Ambassador Peter Sorensen on the occasion of the Signing Ceremony on Judicial Co-operation and on the EU Grant to the HJPC “Strengthening the Judiciary in BiH”

Speech by Ambassador Peter Sorensen, Head of the Delegation of the European Union to Bosnia and Herzegovina and the EU Special Representative, on the occasion of the Signing Ceremony (HJPC/EU/SE/NO) on Judicial Co-operation and on the EU Grant to the HJPC “Strengthening the Judiciary in Bosnia and Herzegovina”

President Novkovic, Ladies and Gentlemen, Excellencies,

It is a great pleasure for me to be here today for this occasion. Let me say that the functioning democratic systems of Europe and indeed beyond are characterised across the board by a system of separation of powers between the executive, legislative and the judiciary. They ensure that no branch within the constitutional system of a country exercises undemocratic power and that the rule of law prevails for all.

Bosnia and Herzegovina’s judiciary is one of the three pillars upholding its democracy. And for this pillar to be solid, the judiciary must be efficient, credible, accountable and of course, independent. There is no choice in this matter. It is simply essential if citizens want to live in a country where their rights are protected and their interests are preserved.

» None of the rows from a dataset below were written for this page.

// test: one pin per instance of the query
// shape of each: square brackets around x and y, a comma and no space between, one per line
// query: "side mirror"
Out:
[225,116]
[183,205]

An efficient, credible, accountable and independent judiciary is crucial if Bosnia and Herzegovina wants to tackle not only the 2.5 million first instance cases but also the backlog of 1300 war crime cases, and indeed tackle the perceived corruption putting the country in its 91st place in the ranking of Transparency International. It is also crucial if you want to grow your economy – because no investor will risk their capital here if they think that contracts will not be enforced and if they think justice in Bosnia and Herzegovina is a gamble rather a certainty.

Recent Progress Reports of the European Commission have clearly stated that a great deal more has to be done to cement the judicial pillar solidly in Bosnia and Herzegovina’s democratic structure. What should be done and how this should be done – has been part of the series of discussions Brussels has held with Bosnia and Herzegovina under the Structured Dialogue on Justice for the past year.

Within this dialogue, the EU together with the judges, prosecutors and the ministers of justice of this country seek to answer three questions.

First, how the judiciary can be made more independent, accountable, and credible? Second, how can EU standards and best practices be transposed and implemented both to help immediately but also to achieve progress on the EU integration road? And finally, how can this be adapted to the realities of the country and its constitutional set up?

The Structured dialogue is therefore the right forum through which any initiatives to reform the judiciary should be channelled.

Consolidating the appointment authority over the Entity judiciaries and strengthening the independence of the judiciary throughout BiH is not something new for the European Commission to focus on. Already in the 2003 they identified this in their Report when they looked at Bosnia and Herzegovina’s preparedness to negotiate a Stabilisation and Association Agreement.

As I said it is therefore something that we have been looking for quite some years and will continue to do so.

Today’s event shall therefore be seen for what it is, namely a result of the European Union’s support to reform a judicial systems across all jurisdictions in this country. The Cooperation Agreement we will sign with the HJPC, and the Kingdoms of Norway and Sweden is not only about our united wish to increase judicial efficiency and to further reduce the backlog of civil and criminal cases. It is also a reflection of our joint commitment to the judiciary of this country, and of our support to the HJPC in leading the reform process for judicial efficiency.

I will sign a 1 million euro Agreement with the HJPC this morning. This is a continuation of the European Union’s assistance to justice sector reform (of around 30 Million until now) and is in line with the agreement I just mentioned. The principal objective of course is that the backlog and we need to reduce that, we been saying that many times and will keep saying until it’s done. This will ensure that the citizens of this country see justice served in an independent, timely and efficient manner. This progress should also enable courts and prosecutors to be fully prepared for the huge responsibility of ensuring that the EU acquis is applied in law. 

With extensive financial support form the International community, and in line with recommendations from the Structured dialogue, the HJPC has effectively and professionally already started to address some of the key challenges the courts and prosecutor offices in BiH are facing. We have seen thanks to their consistent effort and donor support, progress in reducing the significant backlog of cases as well as allowing for greater on line access to case related events, and legal acts. This is a long term process and more needs to be done. Amongst its top priorities the Structured dialogue seeks to address the Law on the HJPC which aims to strengthen its independence as well as to increase the accountability of judges and prosecutors. 

As Bosnia and Herzegovina’s politicians have reiterated, this country needs to move forward on its road towards EU accession. Progress on the rule of law has been recognised as a central priority to achieve this. Upholding and strengthening an independent judiciary is vital to the rule of law. And a functioning, independent, effective HJPC is essential to this judiciary.

Let me therefore conclude by saying, it is a great pleasure to be here today to once more reiterate our continued support to the mandate of this institution and the professional work of all its staff.